Cold, quiet, and mostly clear for the solstice. Small clouds turn blood-red at dawn, fade to yellow, then turn a lurid orange at sunrise. A red squirrel pauses at the edge of the porch to glare at me.
solstice
The solstice dawns cold and overcast, with a small lens of clear sky on the eastern horizon. A thin, wavering song from the meadow: the first white-throated sparrow has woken up.
The sun rising through high-altitude murk isn’t much brighter than the goldfinches chattering in the treetops, less than three hours till the solstice.
Solstice, and the ground is white with frost. The stream has subsided to the quietest of gurgles. Assorted chirps from sparrows and the inevitable wren.
The fog slowly thins, revealing gray-green patches of rejuvenated lichen on tree trunks and limbs. The year pivots on its hinge.
As the clouds thin, the flat-white ground acquires a gloss.

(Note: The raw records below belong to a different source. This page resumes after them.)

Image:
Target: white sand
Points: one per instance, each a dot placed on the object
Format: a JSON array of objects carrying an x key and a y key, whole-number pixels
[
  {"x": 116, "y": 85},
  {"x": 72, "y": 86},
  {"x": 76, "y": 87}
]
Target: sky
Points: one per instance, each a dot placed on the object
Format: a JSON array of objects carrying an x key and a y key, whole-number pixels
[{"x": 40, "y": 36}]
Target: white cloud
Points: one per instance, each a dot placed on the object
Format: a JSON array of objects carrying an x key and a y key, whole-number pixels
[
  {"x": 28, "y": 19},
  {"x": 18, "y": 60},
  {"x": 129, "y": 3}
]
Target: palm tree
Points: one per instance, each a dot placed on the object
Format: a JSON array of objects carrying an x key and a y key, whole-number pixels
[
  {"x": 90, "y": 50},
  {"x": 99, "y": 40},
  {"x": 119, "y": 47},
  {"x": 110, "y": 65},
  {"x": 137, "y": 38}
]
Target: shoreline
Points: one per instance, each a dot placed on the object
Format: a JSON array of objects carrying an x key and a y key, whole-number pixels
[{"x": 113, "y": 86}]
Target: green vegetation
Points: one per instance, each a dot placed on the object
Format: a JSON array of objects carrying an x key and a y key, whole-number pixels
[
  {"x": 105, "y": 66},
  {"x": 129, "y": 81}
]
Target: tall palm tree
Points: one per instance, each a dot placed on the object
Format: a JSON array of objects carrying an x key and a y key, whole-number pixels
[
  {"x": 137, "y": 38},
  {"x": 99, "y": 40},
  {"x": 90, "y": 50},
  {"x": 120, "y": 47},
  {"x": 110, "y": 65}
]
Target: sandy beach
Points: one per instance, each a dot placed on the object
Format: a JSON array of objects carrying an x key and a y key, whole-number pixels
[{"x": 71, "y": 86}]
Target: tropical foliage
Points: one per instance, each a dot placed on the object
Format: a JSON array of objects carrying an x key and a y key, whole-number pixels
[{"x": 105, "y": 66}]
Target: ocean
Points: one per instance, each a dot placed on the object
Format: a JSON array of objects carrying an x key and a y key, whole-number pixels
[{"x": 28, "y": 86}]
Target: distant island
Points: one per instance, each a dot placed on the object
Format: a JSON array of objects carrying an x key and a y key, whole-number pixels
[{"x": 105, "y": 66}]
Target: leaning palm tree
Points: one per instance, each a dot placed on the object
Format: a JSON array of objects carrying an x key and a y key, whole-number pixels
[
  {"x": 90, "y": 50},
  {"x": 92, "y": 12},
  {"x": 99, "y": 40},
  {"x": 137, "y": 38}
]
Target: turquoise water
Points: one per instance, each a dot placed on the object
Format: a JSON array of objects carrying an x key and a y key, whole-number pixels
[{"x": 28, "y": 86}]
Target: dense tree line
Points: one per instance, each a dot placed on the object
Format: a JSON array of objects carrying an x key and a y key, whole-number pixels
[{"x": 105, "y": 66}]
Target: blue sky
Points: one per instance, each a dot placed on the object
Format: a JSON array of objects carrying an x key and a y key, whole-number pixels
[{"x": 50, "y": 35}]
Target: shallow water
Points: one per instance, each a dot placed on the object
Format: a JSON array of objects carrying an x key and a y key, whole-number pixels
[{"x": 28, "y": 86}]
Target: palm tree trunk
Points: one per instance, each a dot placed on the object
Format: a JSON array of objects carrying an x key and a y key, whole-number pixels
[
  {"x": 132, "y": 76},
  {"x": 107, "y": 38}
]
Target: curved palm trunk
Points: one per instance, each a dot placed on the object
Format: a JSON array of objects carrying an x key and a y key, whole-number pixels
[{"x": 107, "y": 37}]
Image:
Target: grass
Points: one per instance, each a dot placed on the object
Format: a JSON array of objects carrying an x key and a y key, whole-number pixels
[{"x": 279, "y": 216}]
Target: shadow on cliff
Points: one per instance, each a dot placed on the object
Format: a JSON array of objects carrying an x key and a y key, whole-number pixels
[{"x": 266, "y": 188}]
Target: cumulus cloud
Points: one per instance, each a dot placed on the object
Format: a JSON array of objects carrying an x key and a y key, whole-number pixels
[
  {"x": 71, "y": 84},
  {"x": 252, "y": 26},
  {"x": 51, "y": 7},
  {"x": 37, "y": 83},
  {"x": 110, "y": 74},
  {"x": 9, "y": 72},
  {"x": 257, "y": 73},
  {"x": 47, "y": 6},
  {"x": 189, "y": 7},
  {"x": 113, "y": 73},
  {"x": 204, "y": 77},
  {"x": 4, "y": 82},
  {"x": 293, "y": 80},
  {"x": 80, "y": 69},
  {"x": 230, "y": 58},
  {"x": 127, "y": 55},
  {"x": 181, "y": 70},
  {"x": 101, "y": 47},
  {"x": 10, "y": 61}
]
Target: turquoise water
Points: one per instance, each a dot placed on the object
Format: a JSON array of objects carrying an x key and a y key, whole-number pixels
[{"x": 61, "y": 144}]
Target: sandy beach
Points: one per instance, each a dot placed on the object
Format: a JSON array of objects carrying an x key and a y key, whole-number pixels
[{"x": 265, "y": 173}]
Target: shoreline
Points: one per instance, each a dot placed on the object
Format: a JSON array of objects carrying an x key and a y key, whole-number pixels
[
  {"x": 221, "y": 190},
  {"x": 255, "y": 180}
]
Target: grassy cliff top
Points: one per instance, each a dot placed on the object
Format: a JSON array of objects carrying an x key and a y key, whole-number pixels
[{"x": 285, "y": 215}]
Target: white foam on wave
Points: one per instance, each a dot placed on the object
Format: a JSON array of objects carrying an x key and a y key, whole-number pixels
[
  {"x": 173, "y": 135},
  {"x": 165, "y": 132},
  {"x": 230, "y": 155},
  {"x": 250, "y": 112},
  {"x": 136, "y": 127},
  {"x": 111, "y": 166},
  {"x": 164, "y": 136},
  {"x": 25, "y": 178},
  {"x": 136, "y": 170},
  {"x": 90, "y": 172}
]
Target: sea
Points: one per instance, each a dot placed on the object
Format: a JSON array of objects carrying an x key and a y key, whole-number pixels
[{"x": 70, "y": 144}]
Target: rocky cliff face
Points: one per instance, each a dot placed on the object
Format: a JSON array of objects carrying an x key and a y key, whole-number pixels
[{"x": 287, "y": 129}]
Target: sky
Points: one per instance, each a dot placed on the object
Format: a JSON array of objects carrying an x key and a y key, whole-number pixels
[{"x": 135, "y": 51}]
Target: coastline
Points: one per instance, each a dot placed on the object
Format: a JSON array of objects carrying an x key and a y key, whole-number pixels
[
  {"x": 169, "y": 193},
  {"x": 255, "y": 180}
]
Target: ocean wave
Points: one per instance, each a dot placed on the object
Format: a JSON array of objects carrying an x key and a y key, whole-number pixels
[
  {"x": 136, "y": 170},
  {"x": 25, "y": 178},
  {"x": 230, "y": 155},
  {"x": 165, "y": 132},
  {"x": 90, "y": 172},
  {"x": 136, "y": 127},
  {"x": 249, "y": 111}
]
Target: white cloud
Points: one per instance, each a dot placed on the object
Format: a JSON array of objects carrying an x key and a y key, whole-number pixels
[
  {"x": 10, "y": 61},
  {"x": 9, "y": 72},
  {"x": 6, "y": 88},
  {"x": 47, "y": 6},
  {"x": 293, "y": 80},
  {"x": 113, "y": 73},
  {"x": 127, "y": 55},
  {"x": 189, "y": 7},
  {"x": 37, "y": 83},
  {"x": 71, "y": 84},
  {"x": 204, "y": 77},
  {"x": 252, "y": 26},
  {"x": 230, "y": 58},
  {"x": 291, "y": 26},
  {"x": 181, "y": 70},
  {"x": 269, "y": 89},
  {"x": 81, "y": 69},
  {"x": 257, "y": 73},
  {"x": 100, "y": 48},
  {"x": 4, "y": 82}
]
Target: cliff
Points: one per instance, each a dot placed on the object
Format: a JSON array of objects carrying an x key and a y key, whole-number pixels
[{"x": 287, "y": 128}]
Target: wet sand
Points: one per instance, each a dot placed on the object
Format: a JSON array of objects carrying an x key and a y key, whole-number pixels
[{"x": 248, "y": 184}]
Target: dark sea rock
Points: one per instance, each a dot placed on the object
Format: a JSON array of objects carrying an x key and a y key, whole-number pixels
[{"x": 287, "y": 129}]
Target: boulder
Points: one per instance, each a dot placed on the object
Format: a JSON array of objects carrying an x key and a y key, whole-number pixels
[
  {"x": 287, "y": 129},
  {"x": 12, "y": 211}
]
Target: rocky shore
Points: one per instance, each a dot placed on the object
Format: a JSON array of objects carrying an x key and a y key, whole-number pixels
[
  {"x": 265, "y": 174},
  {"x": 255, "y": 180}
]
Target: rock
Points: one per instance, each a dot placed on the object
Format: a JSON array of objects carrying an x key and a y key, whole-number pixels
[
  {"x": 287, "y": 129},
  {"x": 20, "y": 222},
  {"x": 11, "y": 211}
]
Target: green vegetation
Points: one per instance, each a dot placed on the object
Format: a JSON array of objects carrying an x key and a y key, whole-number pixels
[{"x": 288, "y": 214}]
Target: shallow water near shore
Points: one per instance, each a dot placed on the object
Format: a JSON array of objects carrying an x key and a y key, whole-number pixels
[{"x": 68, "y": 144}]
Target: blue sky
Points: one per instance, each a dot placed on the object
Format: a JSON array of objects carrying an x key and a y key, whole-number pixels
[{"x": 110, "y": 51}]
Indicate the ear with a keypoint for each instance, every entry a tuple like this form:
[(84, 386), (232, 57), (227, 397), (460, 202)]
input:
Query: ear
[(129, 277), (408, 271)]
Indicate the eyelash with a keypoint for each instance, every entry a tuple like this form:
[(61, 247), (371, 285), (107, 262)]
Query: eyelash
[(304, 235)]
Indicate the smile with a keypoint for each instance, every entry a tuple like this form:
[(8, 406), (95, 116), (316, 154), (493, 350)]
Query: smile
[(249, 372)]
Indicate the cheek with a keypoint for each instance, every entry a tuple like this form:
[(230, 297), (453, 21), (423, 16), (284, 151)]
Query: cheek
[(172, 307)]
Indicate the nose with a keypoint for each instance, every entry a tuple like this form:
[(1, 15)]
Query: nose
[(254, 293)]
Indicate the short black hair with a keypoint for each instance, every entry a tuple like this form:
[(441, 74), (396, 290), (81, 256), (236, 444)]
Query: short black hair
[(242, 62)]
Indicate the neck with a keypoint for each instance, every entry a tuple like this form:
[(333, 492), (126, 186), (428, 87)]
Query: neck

Trees grow tenuous shadows, improbably long and skinny on this shortest of days.
Jays, crows, and a raven: the solstice soundtrack. When I open my laptop, a red bead of a ladybug is huddled among the black keys.
Solstice sunrise turns the western ridge red as an altar. A brown creeper fishes in all the dark valleys of the walnut tree’s bark.
Solstice sun in the treetops. The lilac quivers as two titmice move through, grooming it for insects. A fawn dances out into the meadow.
Yakety-yak on the porch, dee dee dee in the birches, and everywhere a drip drip drip drip drip: gray solstice morning.